Saturday, July 9, 2016

In short: Hush (2016)

After a bad break-up deaf mute – and no, happily the film’s not just using this as a gimmick - writer Maddie (Kate Siegel, who also co-wrote the film with her husband, director Mike Flanagan) has moved into the splendid isolation of a house in the woods. It’s not quite as out of the way as these houses often are in horror films: the nearest neighbours (Samantha Sloyan and Michael Trucco) are in walking distance, there’s working Wi-Fi, and even the police seems to be relatively close.

Nonetheless, Maddie soon finds herself in trouble. A serial killer (John Gallagher Jr.) wants to play home invasion with what must look like an easy victim to him; turns out the bastard just might have bitten off more than he can chew.

So, Mike Flanagan’s a bit of a great director, isn’t he? Leaving the supernatural elements of his earlier films behind, this one’s a splendid variation on the home invasion movie, though spiced up with more siege elements in the classic Carpenter (or classic-classic Hawks) style, and avoiding everything I dislike about most home invasion movies. So the subtext about the evil of poor people is replaced by some rather more interesting commentary about various kinds of isolation, the suburban yuppie vacuum protagonist by a deftly written author who is actually likeable, and the sub-genre’s love for sadism is replaced with less unpleasant yet sturdier thriller gestures.

That last point doesn’t mean Hush is a film that pulls its punches: Maddie and the other characters still go through a lot of horrible stuff but Flanagan has such a tight control over the material he reaches greater effect through being less sensationalist. This tightness is one of the film’s greatest strengths and feels very much like script and direction working in perfect concert at keeping things lean but never too lean. There’s something fearsomely effective about the handful of scenes the film uses to introduce Maddie, with no wasted line in the script, no wasted gesture in Siegel’s – rather fantastic – performance yet still the film avoids the impression of simplifying overmuch.
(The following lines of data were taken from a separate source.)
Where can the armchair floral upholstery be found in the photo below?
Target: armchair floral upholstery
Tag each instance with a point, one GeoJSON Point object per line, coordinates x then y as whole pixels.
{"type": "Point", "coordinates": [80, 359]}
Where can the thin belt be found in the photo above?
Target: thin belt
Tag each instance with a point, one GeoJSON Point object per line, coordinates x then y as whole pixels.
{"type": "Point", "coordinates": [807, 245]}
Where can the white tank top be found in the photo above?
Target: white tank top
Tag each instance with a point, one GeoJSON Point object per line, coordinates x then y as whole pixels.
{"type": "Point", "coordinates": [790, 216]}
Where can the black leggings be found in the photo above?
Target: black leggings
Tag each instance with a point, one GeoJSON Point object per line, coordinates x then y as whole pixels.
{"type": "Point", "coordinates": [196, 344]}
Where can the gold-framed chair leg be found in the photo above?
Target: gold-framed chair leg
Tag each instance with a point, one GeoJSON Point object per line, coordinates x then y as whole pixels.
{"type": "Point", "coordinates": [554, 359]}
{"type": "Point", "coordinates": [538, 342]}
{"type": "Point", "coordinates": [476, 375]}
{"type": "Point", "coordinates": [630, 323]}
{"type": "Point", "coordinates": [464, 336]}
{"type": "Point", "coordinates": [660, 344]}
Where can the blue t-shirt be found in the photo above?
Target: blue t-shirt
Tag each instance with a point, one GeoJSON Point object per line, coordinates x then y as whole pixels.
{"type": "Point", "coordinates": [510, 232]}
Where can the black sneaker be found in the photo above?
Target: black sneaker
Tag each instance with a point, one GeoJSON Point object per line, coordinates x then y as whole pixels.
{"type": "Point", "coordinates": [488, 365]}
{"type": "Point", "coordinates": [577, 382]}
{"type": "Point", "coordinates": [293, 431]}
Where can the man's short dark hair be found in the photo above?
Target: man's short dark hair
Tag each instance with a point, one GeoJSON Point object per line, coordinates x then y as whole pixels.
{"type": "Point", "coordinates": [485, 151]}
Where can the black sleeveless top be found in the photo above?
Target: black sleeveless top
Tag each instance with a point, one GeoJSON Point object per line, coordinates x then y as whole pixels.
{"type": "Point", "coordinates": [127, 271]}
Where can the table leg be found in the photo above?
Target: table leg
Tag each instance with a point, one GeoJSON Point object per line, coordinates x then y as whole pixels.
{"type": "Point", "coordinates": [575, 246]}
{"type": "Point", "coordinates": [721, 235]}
That’s really Hush in a nutshell: sharp writing that doesn’t need to make its characters stupid, and tight yet elegant direction meet excellent acting (Siegel’s opponent as portrayed by John Gallagher Jr. is nearly as impressive as she is, and stays threatening even though he’s never played as being superhuman) and turn the film into something which transform quite a few played-out tropes into something that feels alive again.